Community Articles
Find and share helpful community-sourced technical articles
Announcements
Alert: Welcome to the Unified Cloudera Community. Former HCC members be sure to read and learn how to activate your account here.
Labels (1)
Super Guru

Parsing Web Pages for Images with Apache NiFi

This could be used to build a web crawler that downloads images. I am downloading awesome images from Pixabay!

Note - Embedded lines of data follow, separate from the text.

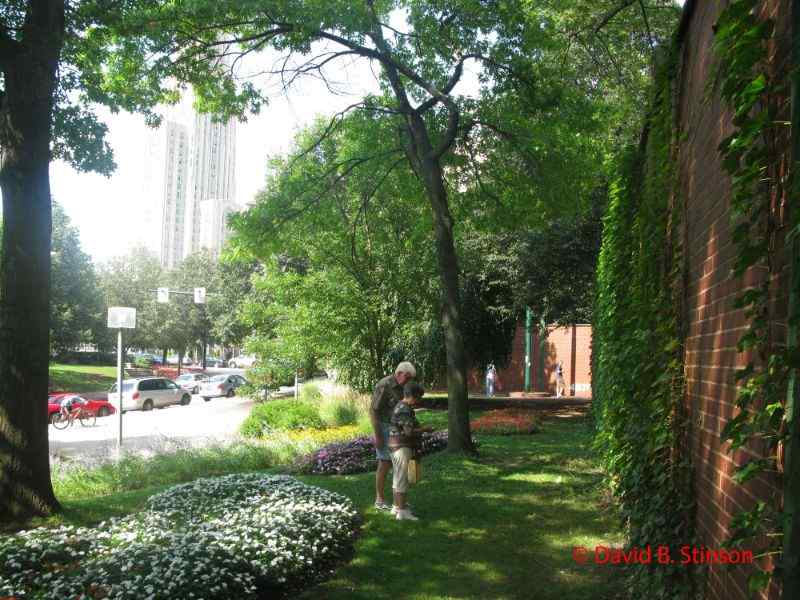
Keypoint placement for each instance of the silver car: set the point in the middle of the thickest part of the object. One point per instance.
(191, 382)
(148, 393)
(221, 385)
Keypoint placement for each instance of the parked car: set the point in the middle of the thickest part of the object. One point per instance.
(191, 382)
(244, 361)
(173, 360)
(214, 362)
(146, 359)
(102, 408)
(147, 393)
(221, 385)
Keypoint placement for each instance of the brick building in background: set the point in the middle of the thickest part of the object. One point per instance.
(570, 344)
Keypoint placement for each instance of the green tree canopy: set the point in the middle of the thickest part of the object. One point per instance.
(76, 302)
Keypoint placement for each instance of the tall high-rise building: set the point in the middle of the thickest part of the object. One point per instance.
(212, 192)
(164, 191)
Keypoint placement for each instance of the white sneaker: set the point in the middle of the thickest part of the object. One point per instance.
(405, 515)
(395, 509)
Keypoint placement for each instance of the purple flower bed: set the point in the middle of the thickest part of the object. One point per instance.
(358, 455)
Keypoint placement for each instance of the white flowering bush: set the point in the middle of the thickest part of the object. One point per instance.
(238, 536)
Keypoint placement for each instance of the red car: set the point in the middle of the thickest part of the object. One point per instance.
(103, 408)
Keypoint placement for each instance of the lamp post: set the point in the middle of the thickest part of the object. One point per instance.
(119, 318)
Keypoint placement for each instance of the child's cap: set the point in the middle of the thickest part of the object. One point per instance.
(413, 390)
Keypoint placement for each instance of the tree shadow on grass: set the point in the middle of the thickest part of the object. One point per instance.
(501, 526)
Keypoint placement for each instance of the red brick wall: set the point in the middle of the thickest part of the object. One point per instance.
(571, 345)
(713, 324)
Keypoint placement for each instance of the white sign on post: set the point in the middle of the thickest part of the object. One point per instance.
(121, 317)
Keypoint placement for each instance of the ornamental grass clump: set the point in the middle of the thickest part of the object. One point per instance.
(281, 415)
(506, 422)
(358, 455)
(240, 536)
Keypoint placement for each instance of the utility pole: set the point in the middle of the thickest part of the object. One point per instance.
(119, 318)
(528, 319)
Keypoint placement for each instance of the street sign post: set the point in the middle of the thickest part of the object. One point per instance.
(199, 298)
(119, 318)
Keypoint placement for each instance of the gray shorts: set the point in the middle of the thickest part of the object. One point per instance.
(384, 453)
(400, 458)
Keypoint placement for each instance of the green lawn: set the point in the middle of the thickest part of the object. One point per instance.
(81, 378)
(500, 527)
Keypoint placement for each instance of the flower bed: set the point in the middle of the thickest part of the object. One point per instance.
(358, 455)
(238, 536)
(508, 421)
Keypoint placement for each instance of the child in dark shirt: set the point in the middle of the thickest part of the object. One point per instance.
(405, 440)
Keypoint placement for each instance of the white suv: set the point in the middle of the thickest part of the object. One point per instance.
(148, 393)
(245, 361)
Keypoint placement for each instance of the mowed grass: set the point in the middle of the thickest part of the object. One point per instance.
(81, 378)
(502, 526)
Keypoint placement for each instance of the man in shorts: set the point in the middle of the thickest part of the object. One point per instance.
(388, 392)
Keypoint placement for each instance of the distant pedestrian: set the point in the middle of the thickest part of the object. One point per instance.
(388, 392)
(560, 385)
(491, 378)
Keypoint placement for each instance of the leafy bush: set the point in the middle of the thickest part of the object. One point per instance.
(358, 455)
(310, 393)
(338, 411)
(279, 415)
(240, 536)
(506, 422)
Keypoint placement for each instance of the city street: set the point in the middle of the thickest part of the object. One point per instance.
(199, 423)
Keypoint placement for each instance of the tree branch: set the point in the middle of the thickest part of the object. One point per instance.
(606, 18)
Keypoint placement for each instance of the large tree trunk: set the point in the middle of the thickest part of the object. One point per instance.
(29, 68)
(430, 170)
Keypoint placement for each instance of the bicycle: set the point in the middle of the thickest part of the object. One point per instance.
(62, 419)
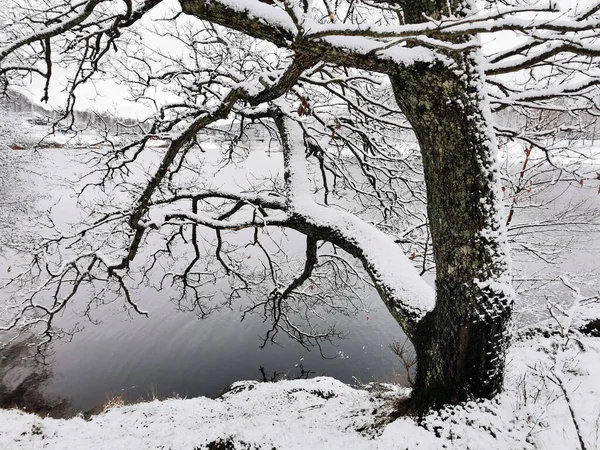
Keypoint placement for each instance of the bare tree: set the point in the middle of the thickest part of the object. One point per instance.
(336, 82)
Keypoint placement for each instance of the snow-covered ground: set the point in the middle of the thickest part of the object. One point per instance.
(550, 402)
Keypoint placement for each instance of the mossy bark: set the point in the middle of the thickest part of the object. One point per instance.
(460, 345)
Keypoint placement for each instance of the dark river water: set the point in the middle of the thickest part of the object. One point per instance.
(175, 353)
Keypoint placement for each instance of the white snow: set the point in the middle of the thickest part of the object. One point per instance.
(323, 413)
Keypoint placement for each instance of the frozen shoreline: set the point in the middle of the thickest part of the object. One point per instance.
(551, 390)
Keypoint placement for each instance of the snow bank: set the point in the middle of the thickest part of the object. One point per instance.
(550, 402)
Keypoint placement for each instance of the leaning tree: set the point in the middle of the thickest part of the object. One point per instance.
(335, 82)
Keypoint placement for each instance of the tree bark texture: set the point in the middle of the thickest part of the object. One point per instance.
(461, 344)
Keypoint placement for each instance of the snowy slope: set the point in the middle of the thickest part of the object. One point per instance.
(550, 402)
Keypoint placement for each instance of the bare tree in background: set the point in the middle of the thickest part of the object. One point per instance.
(335, 82)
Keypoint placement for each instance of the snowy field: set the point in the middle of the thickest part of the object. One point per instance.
(550, 400)
(550, 403)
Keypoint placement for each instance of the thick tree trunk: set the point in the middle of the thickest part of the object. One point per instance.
(460, 345)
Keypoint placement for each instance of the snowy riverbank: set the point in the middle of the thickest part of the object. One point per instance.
(550, 402)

URL: https://pixabay.com/en/photos/?image_type=&cat=&min_width=&min_height=&q=data+science&order=popular

I wanted to be able to grab every image from a page, I have some web sites I want to backup my images from. So I added a processor that uses JSoup to do.

Once you download the NAR from github and deploy to your /usr/hdf/current/nifi/lib directories and restart Apache NiFi you will have a new processor. It is ImageProcessor listed version 1.6.0.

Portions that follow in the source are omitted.